A few yards behind the man he stopped, and then moved forward more slowly. When he was within striking distance, he cupped his hands to his mouth and gave a shout that might conceivably have caused some alarm even six feet below the graveyard’s surface.
“Boo!”
The object of his salutation gave an unrehearsed standing high jump that would have won the admiration of an Olympic coach. Simon made no move to attack. He stood with his hands on his hips as his victim scrambled for new footing that would let him see and face the threat that had suddenly appeared out of nowhere. The metal box the man had been holding when he was surprised had clattered to the ground. Now he was fumbling a weighted leather bludgeon out of his pocket as he stared around frantically for a way of escape. But the Saint, tall and confident in the darkness, had him with his back to the center of the concave memorial.
“Come now,” Simon said, “don’t you believe in ghosts? You can’t hurt me with that little bean-bag or anything else.”
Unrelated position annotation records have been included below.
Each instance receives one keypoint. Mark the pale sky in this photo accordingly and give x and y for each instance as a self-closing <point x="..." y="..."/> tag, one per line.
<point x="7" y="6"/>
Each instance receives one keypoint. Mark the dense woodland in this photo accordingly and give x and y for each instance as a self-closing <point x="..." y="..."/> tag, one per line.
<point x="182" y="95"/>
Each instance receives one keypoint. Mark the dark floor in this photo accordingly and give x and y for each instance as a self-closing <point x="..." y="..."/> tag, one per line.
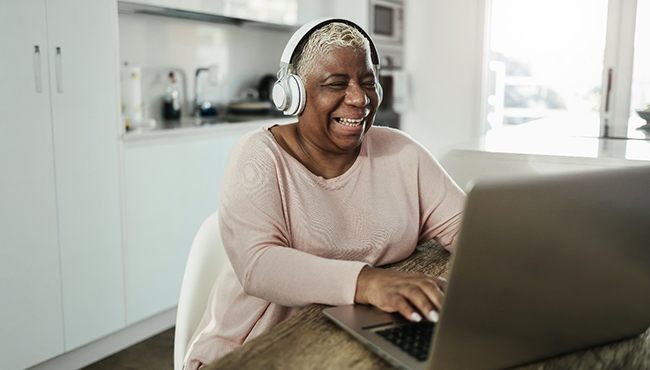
<point x="155" y="353"/>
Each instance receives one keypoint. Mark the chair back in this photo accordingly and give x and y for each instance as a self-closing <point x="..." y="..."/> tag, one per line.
<point x="203" y="265"/>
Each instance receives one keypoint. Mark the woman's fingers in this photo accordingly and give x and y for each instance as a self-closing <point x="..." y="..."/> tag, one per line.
<point x="442" y="283"/>
<point x="403" y="307"/>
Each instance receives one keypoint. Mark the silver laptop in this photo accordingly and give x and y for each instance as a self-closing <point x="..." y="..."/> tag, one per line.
<point x="543" y="266"/>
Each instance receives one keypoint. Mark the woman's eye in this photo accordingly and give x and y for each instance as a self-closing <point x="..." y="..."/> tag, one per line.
<point x="338" y="85"/>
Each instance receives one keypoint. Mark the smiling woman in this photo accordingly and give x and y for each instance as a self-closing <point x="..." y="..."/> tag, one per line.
<point x="309" y="207"/>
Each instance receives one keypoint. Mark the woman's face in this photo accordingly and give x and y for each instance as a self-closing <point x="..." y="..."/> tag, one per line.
<point x="341" y="101"/>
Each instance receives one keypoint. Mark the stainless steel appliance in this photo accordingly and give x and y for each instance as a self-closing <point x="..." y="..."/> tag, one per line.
<point x="387" y="21"/>
<point x="387" y="32"/>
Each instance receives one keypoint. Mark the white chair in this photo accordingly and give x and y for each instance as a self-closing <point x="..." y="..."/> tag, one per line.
<point x="203" y="265"/>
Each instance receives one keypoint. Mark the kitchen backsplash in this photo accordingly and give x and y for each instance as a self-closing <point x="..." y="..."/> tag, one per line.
<point x="159" y="45"/>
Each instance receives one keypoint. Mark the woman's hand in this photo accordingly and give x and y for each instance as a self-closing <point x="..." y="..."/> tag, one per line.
<point x="414" y="295"/>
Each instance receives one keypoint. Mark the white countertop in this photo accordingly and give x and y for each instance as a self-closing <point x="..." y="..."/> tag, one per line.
<point x="530" y="142"/>
<point x="141" y="135"/>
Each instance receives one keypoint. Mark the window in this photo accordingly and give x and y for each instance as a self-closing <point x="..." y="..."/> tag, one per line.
<point x="567" y="67"/>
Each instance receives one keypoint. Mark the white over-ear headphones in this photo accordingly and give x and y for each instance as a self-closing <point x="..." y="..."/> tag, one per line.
<point x="289" y="90"/>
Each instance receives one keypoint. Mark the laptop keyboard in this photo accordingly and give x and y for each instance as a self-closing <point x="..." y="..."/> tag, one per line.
<point x="412" y="338"/>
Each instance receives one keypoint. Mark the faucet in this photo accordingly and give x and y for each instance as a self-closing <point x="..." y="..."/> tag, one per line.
<point x="196" y="109"/>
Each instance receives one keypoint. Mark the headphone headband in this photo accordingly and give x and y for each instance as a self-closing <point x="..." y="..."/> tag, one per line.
<point x="289" y="93"/>
<point x="310" y="27"/>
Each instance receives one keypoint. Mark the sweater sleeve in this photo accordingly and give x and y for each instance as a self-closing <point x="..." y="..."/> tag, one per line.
<point x="441" y="202"/>
<point x="257" y="241"/>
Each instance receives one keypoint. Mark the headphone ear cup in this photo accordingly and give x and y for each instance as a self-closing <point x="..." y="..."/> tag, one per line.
<point x="380" y="93"/>
<point x="296" y="95"/>
<point x="279" y="95"/>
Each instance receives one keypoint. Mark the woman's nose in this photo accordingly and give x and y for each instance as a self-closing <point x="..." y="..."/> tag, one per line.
<point x="356" y="96"/>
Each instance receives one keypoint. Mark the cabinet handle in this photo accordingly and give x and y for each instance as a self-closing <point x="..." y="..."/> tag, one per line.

His opponent was apparently the skeptical type. He squared off, raising his leather cosh threateningly.
“You’ll give yourself a heart attack if you don’t calm down,” the Saint cautioned. “Why don’t you put that thing away and tell me a few true ghost stories — such as how a zombie like you managed to get out of his crypt before Hallowe’en.”
In reply, the bludgeon lashed out, hissing in the air as its owner swung it at Simon’s head. The Saint, with an almost imperceptible leaning back and to one side, avoided the blow and let it whistle harmlessly past his chin.
“I warned you about ghosts,” he said.
The other man had thrown all his weight into the swing, and it was ridiculously easy for Simon to reach out, help his opponent to continue the motion beyond its intended limit, and hurl him off balance across an outstretched leg. The forced pirouette came to an abrupt and ungraceful conclusion when Simon’s flat stiffened hand chopped down like a guillotine on the back of his enemy’s neck and sent him sprawling unconscious on the paved path.
In the vacuum of silence that followed, Simon strode to the woman on the ground, knowing before he knelt and turned her face to the moonlight that it would be Vicky Kinian. His only immediate worry was whether she would be alive or not. With an eye out for any other night owls who might decide to crash the party, he turned the girl on to her back and reached for her wrist.
At first he could not find her pulse, and she was horribly white in the moonlight. Then, as he took a tentative new searching grip on her limp wrist she heaved a deep sigh and exhaled with the moan of a child having a bad dream.
“I guess you’ll live,” Simon murmured. “Though I can’t say you really deserve to.”
She could not have heard him, and he saw no need to rush her into consciousness. He lowered her head gently to the ground again and moved back to the man he had laid to temporary rest a short while before. Inside his jacket pocket was a Soviet passport, which Simon examined by the cupped light of a pencil flashlight.